Question Generation Process

We developed a systematic approach to create cognitively demanding regulatory questions that would challenge even seasoned financial professionals. The questions were automatically generated using an LLM that reverse-engineered complex regulatory requirements from the CRR text. Our methodology followed these key steps:

  1. Define Purpose and Target Difficulty: We targeted skills requiring deep knowledge of CRR II/III own-funds and credit-risk rules, plus the ability to apply them quantitatively. Questions were calibrated to challenge seasoned regulatory-capital practitioners or CFA/FRM holders.

  2. Content Mapping: We extracted an article list from CRR and key Delegated Regulations, then flagged “high-leverage” articles that are frequently misunderstood, embed quantitative scalars, or define critical thresholds.

  3. Question Design Heuristics: We employed several heuristics to generate challenging questions:
    • Exploiting exceptions to general rules
    • Requiring precise arithmetic calculations
    • Mixing temporal considerations with rule applications
    • Cross-referencing different regulatory artifacts
    • Incorporating real-world financial instruments

  4. Filtering and Validation: We removed duplicates, ensured uniqueness of concepts, and verified that all numerical values traced directly to the regulation.

  5. Question Formalization: Each question was structured with a consistent schema: 
    {
  "question": <plain language case>,
  "answer": <precise value or phrase>,
  "tags": [taxonomy],
  "references": "Legal pin-cite(s)",
  "rationale": "One-paragraph proof"
}
  6. Quality Control: All questions underwent initial review and self-consistency checks to ensure accuracy and clarity. The evals have not been peer-reviewed yet, but the final set for the benchmark will undergo double peer review.

Example Questions

To illustrate the challenging nature of the questions, here are three examples from the dataset:

Example 1: AT1 Capital Trigger Thresholds

{
  "question": "CRR requires AT1 instruments to include a trigger for conversion/write-down when CET1 falls below a level. What is the minimum trigger?",
  "answer": "5.13%",
  "tags": ["HEXC", "NUMC"],
  "references": "CRR Art 54(1)(a)",
  "rationale": "Article 54(1)(a) specifies that AT1 instruments must have provisions requiring the principal amount to be written down upon the Common Equity Tier 1 capital ratio falling below 5.125%."
}

Example 2: Significant Investment Threshold Deductions

{
  "question": "Bank JKL holds a 12% stake in another financial institution (significant investment in CET1 of a financial sector entity) amounting to €50 million. Bank JKL's own CET1 capital is €400 million. Under the threshold regime, how much of this €50 million must be deducted from CET1?",
  "answer": "€10 m",
  "tags": ["NUMC", "DMAT"],
  "references": "CRR Art 48(1)",
  "rationale": "According to Article 48(1), significant investments in financial sector entities are subject to the 10% threshold. The threshold amount is 10% of Bank JKL's CET1 (€400m × 10% = €40m). Since the investment exceeds this by €10m (€50m - €40m), that excess amount must be deducted from CET1."
}

Example 3: Capital Instrument Eligibility

{
  "question": "A bank issued perpetual bonds that are deeply subordinated, but their coupons are cumulative (missed payments accumulate as liabilities). Under CRR own-funds rules, how much of this instrument can count toward regulatory capital?",
  "answer": "0",
  "tags": ["HEXC", "TREE"],
  "references": "CRR Art 52(1)(l)",
  "rationale": "Article 52(1)(l) explicitly requires AT1 instruments to have distributions that are paid only out of distributable items and the institution has full discretion to cancel distributions at any time. The accumulation of missed payments as liabilities (cumulative coupons) contradicts this requirement, making the instrument ineligible for AT1 capital."
}

Evaluation Setup

The evaluation was conducted using braintrust.dev, a specialized evaluation platform that allows for easy setup of language model assessments. We selected braintrust.dev for its ability to run evaluations without code by simply uploading datasets as CSV files and configuring system prompts within the app.

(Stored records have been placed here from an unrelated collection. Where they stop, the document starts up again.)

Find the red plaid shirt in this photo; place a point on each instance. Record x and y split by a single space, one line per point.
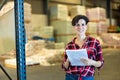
94 51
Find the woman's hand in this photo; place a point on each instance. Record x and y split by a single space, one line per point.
66 64
90 62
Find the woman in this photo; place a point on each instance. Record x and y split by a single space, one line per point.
93 48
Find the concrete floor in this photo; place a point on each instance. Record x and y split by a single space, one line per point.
110 71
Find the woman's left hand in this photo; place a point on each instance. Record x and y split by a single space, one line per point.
88 61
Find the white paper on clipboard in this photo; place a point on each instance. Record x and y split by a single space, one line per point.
75 55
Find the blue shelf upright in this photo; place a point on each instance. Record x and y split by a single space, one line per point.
20 39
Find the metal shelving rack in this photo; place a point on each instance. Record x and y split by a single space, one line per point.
20 40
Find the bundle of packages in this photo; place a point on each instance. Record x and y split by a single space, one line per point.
102 27
96 14
58 12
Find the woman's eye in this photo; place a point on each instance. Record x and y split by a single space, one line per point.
82 24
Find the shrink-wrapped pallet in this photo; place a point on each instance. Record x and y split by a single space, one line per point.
58 12
39 20
102 27
62 27
92 28
46 32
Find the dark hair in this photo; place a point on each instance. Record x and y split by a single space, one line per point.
77 18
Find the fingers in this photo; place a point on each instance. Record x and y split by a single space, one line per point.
85 61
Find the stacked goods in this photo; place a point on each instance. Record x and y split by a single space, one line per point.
62 27
64 31
92 28
75 10
102 27
97 27
96 14
39 20
46 32
113 22
58 12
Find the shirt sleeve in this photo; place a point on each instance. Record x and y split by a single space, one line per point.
64 60
99 56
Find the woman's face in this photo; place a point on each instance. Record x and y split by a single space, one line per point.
81 27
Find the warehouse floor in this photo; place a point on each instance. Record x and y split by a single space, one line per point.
110 71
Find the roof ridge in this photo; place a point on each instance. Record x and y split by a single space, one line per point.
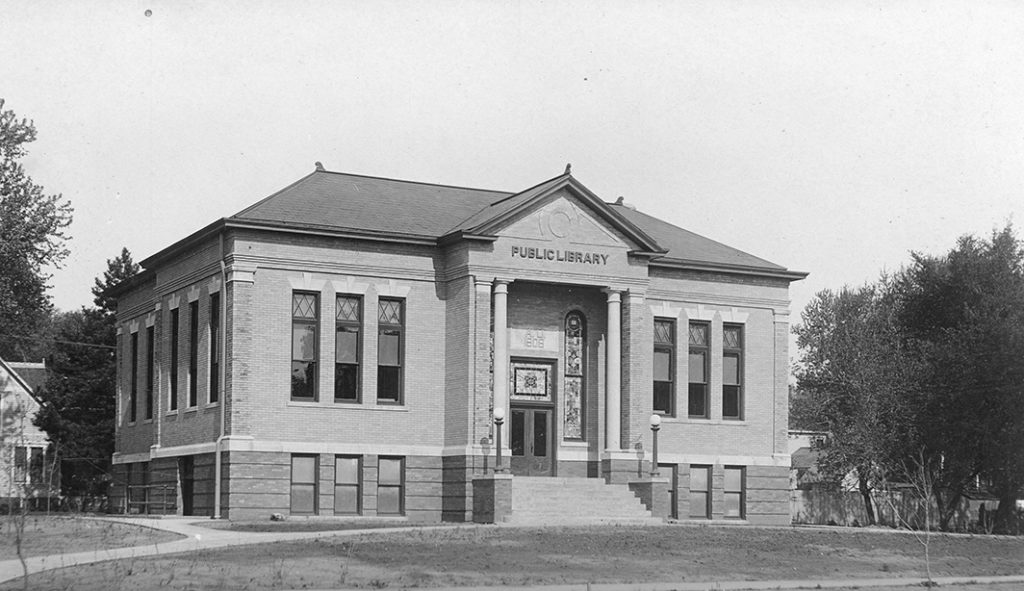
700 236
414 181
528 188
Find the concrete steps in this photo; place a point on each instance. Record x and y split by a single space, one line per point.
559 500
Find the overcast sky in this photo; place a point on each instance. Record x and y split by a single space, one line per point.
829 137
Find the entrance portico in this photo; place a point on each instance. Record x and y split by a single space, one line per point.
557 372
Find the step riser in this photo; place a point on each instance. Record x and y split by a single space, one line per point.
544 500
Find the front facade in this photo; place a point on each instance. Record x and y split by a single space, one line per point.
341 346
26 472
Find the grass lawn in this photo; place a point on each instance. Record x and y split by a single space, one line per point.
56 535
483 556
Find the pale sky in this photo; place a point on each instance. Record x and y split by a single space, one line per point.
829 137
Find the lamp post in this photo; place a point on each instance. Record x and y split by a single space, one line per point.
655 424
499 419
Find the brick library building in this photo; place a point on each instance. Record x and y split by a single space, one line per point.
353 345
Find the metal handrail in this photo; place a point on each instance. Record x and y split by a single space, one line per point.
147 503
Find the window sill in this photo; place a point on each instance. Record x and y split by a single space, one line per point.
349 407
699 421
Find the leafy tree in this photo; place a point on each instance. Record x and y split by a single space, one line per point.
968 309
32 238
853 379
79 398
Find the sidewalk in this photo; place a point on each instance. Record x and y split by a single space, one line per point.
196 538
200 538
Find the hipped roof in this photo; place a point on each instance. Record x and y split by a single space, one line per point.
377 208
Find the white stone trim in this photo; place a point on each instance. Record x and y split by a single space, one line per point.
350 286
131 458
665 310
306 283
734 317
776 461
392 289
242 273
700 313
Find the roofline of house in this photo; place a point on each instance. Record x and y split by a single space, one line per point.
20 381
684 264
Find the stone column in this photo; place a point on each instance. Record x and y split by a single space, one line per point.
613 388
502 350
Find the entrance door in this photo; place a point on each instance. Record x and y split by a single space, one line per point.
186 468
529 438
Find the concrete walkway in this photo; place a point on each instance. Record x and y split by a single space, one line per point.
200 538
196 538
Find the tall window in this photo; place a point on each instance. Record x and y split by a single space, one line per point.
390 481
151 370
214 347
665 355
389 360
305 322
700 492
732 372
735 492
576 354
347 484
698 371
346 348
193 353
20 464
175 327
303 484
133 390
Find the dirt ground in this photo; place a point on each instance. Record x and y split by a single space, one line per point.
53 535
298 524
485 556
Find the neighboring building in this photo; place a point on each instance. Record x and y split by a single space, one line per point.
25 469
344 341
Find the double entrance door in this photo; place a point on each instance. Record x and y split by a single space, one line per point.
529 438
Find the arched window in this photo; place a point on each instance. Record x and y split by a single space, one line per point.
576 362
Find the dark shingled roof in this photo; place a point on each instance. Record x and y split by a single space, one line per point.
34 375
365 203
684 245
368 205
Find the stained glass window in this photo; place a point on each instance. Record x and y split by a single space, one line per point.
389 354
573 390
697 403
346 349
304 345
732 372
665 353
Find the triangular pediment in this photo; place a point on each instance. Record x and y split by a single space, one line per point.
563 218
559 209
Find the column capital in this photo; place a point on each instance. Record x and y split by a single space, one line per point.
636 297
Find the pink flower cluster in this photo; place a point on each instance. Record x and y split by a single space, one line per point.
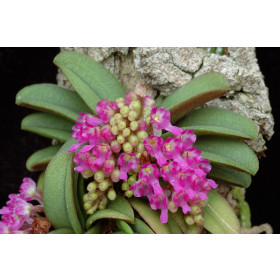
17 215
124 139
179 164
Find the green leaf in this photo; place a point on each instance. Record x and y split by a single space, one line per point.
150 216
107 214
89 78
96 229
48 125
228 152
230 175
219 216
54 190
173 225
53 99
141 227
123 226
194 94
69 197
62 231
219 121
118 209
40 182
40 159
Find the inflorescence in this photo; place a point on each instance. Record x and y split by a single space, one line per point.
123 144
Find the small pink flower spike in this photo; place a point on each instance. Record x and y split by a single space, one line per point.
102 153
149 174
141 188
127 162
188 138
160 202
148 102
160 118
172 149
28 190
106 109
170 173
153 144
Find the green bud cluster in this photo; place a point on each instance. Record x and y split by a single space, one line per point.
98 195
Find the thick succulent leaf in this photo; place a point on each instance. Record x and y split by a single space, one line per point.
228 152
150 216
40 159
40 182
53 99
69 197
140 227
54 190
220 122
79 210
174 227
48 125
194 94
118 209
123 226
62 231
229 175
219 216
96 229
107 214
89 78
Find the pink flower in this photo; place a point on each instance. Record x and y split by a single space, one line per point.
106 109
160 202
127 162
153 144
160 118
149 174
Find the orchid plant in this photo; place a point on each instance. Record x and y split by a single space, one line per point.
123 163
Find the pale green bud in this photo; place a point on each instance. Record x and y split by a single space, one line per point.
127 147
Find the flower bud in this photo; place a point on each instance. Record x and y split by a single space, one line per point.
115 146
199 220
189 220
118 117
140 148
103 203
115 176
124 111
125 186
142 135
120 139
112 121
121 125
135 105
127 147
115 130
133 125
129 194
92 196
133 140
195 209
120 102
108 166
132 115
111 194
99 176
126 132
91 187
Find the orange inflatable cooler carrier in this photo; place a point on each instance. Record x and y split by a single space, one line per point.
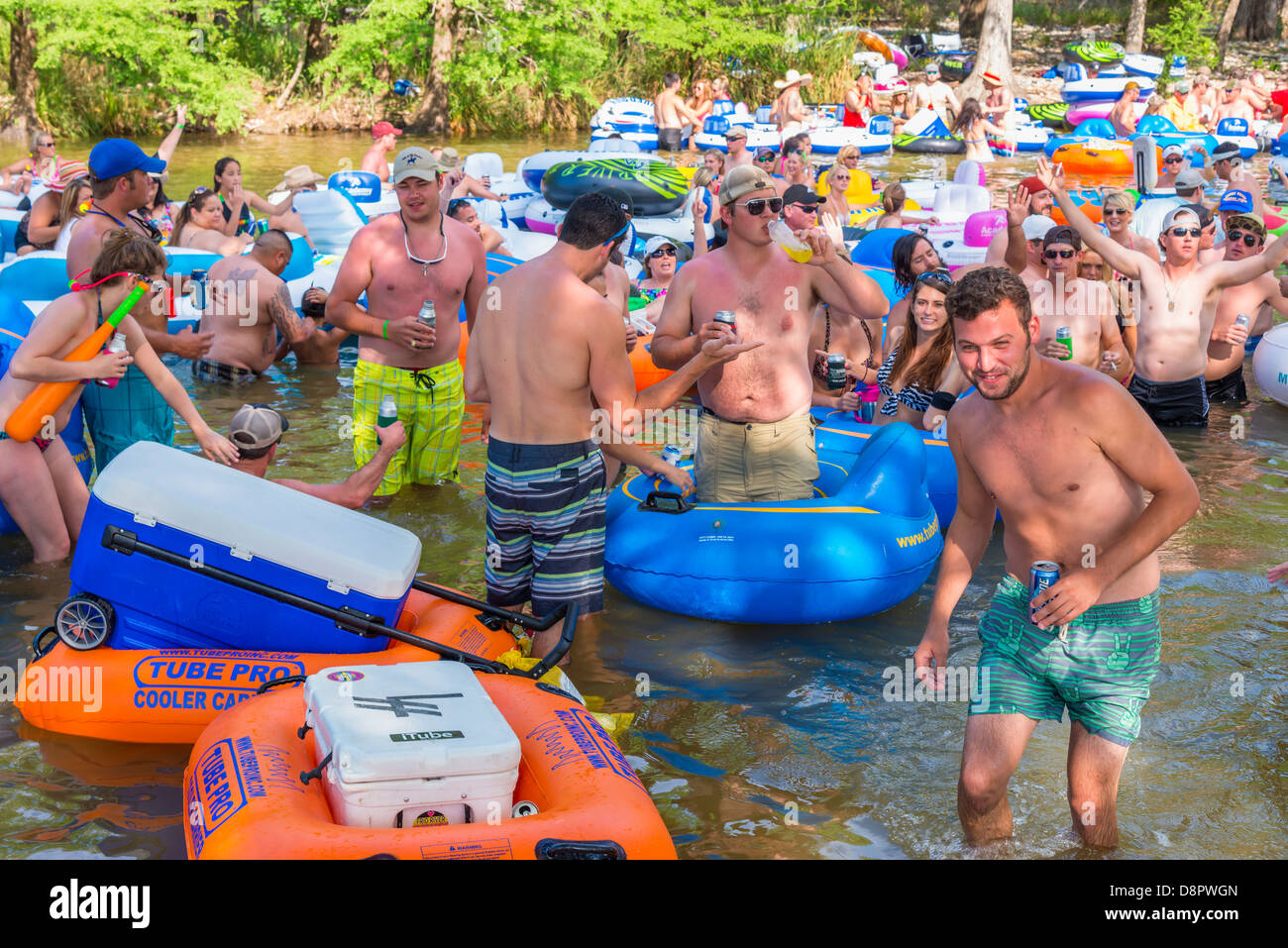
415 762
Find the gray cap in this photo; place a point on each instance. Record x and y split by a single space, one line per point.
413 162
256 425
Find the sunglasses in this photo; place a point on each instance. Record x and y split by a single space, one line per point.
756 206
1249 240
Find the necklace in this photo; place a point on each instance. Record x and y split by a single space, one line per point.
424 264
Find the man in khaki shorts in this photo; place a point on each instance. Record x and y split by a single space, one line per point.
755 434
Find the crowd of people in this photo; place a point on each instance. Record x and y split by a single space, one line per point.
1082 329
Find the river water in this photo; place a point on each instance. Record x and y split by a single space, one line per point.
763 742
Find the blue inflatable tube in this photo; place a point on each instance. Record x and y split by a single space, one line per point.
14 325
864 543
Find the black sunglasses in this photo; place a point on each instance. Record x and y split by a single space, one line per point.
1249 240
756 205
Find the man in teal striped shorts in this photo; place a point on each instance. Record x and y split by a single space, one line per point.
1065 454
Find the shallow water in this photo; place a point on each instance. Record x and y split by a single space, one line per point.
768 742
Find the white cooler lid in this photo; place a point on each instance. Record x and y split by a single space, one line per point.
408 721
261 519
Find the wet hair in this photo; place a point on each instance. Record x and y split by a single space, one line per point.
591 220
901 260
893 198
129 252
69 202
926 371
987 288
274 241
970 114
220 166
193 205
1119 198
1061 235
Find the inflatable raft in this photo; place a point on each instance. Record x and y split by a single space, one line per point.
1270 364
864 543
338 771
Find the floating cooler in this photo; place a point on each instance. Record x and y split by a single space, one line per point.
411 745
248 526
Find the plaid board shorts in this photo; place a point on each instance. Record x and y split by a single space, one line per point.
430 406
546 507
130 412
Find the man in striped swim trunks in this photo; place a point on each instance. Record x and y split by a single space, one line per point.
546 351
400 261
1065 454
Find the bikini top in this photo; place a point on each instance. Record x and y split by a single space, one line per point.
911 395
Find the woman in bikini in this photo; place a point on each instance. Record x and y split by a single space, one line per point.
975 129
919 377
198 226
39 481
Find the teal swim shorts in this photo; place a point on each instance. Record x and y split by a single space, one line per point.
1100 668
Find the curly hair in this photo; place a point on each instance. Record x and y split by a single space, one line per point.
986 288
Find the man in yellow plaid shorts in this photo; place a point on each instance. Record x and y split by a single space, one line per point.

We tested four OpenAI models (using the latest versions as of May 13, 2025):

  • o3 - The largest reasoning-optimized model
  • o3-mini - A distilled, more efficient version of o3
  • GPT-4o (4o) - The standard non-reasoning model
  • GPT-4o-mini (4o-mini) - A distilled smaller version of 4o

The evaluation used a “Factuality” scoring method to assess the correctness of model responses against the expected answers.

Results Summary

Our evaluation revealed significant performance differences across models, with GPT-3.5-turbo (o3) demonstrating a substantial performance uplift compared to other models. However, analysis of the scores indicated that the “Factuality” scoring method was sometimes overly strict, understating the performance of models that provided technically correct answers but with minor formatting differences.

Performance by Model

Model Factuality Score
o3 77.20%
GPT-4o (4o) 56.80%
GPT-4o-mini (4o-mini) 47.60%
o3-mini 47.20%

Model Performance Comparison

The performance ranking reveals an interesting pattern. Conceptually, one would expect the performance to follow the model capability hierarchy (o3 > o3-mini > 4o > 4o-mini), since o3 is the most advanced reasoning-optimized model, followed by its distilled version (o3-mini), then the standard non-reasoning model (4o), and finally its smaller variant (4o-mini).

However, o3-mini underperformed, scoring even below 4o-mini, which is theoretically the least capable model in the set. This result represents another step in our understanding of model performance and highlights the importance of empirical evaluation for assessing model capabilities in specialized domains. The strong performance of o3 confirms its suitability for this type of agent, while raising questions about the effectiveness of the distillation process for regulatory knowledge in o3-mini.

Analysis of Model Performance

Real Failure Patterns

Analyzing the results revealed several substantive patterns where models genuinely struggled with regulatory knowledge and reasoning:

  1. Regulatory threshold misunderstandings: Smaller models particularly struggled with precise regulatory thresholds and their applications. For example, several models incorrectly applied the threshold for significant investments in financial entities.

  2. Complex calculation errors: Questions requiring multi-step calculations involving regulatory factors showed higher failure rates in smaller models. This was particularly evident in questions involving the SME supporting factor, risk-weighted assets calculations, and minority interest calculations.

  3. Capital instrument classification errors: Some models failed to correctly identify the eligibility criteria for various capital instruments, especially in edge cases like perpetual bonds with cumulative coupons.

  4. Risk weight application inconsistency: Models frequently applied incorrect risk weights to exposures, especially when dealing with special cases like currency mismatches or specific counterparty types.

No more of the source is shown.